Originally trained as a geologist following which, was employed as a field geologist in Western Australia, but also working in South Africa. She also completed a postgraduate diploma in computing science at this time.
In the mid 1980s, she began serious study and practice in visual arts, which quickly led to exhibitions of her early mixed-media assemblages, often employing the use of found-objects such a feathers, seeds, rocks, and semi-precious jewels. The themes for these works were often concerned with mythology and/or the arts of ancient civilisations from Egypt, South America and North American Indian cultures.
In 1991, she commenced studies in fine arts for a postgraduate Master of Creative Arts at James Cook University, in North Queensland. Her chosen field of research and practice was the relocation of SOUND TO IMAGE. This incorporated a parallel study of birdsong and music and led to the creation of her Masters Show, in which she presented mixed-media works based on jazz, mediaeval music and the songs of birds.
In 1995, she married the British composer, visual artist and natural scientist, Edward Cowie and moved to England that year.
From 1995 onwards, her work developed into representations and visual 'relocations' based on a great diversity of subjects including further work in birdsong; the architecture of southern France, the ancient human settlements on Dartmoor, Devon; the geometry and colour of French Vineyards and 'plate-drawings' involving the use of her body to imprint on paper sensitised with charcoal and carbon.
She also collaborated (also in the late 1990s), with her composer husband on a series of works directly inspired by Edward Cowie's three concertos for flute and clarinet, 'Elysium' ', and exhibited these works in Ely Cathedral as a visual accompaniment to the premiere of the music.

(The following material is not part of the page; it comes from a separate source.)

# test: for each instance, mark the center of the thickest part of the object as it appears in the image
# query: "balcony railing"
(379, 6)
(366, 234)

In the early 21st century, she began to move into still more diverse media, including a remarkable series of sculptureswhich involved the gradual layering of a found object such as a sea-shaped stone with 'skins' of found-objects (shells, stones, pieces of wood, fabrics, memorabilia), photographing each new layer and incorporating each layer into a 'memory-book' of the objects hidden under each successive layer. The final layer consisted of a specially-made 'paste' which was (when dry and hard), polished and stained to give and appearance of a large boulder; seed-pod- even skull-like in bone.
This was a period of even more intense experumentation where gradually, she moved towards more 'flat-space' works, mainly on hand made papers. Throughout this period, she continued to exhibit and sell her works in the United Kingdom.
In particular, 'Heather Cowie'is a 'synthesist; an artist who integrates and trans(forms) from the natural world to an expressive world of new forms and creative action.
In 2012, she began to devote time exclusively to 'painting'; large workd on canvas featuring the interplay(s) between light and colour in watery deeps; birds in huge flocks; and landscapes.
Her work, often in the form of a series-on-a-theme, is vibrant and full of visual and sensual energy.
Her works are in public and private collections throughout the world.
She now divides her time between work in England and SW France.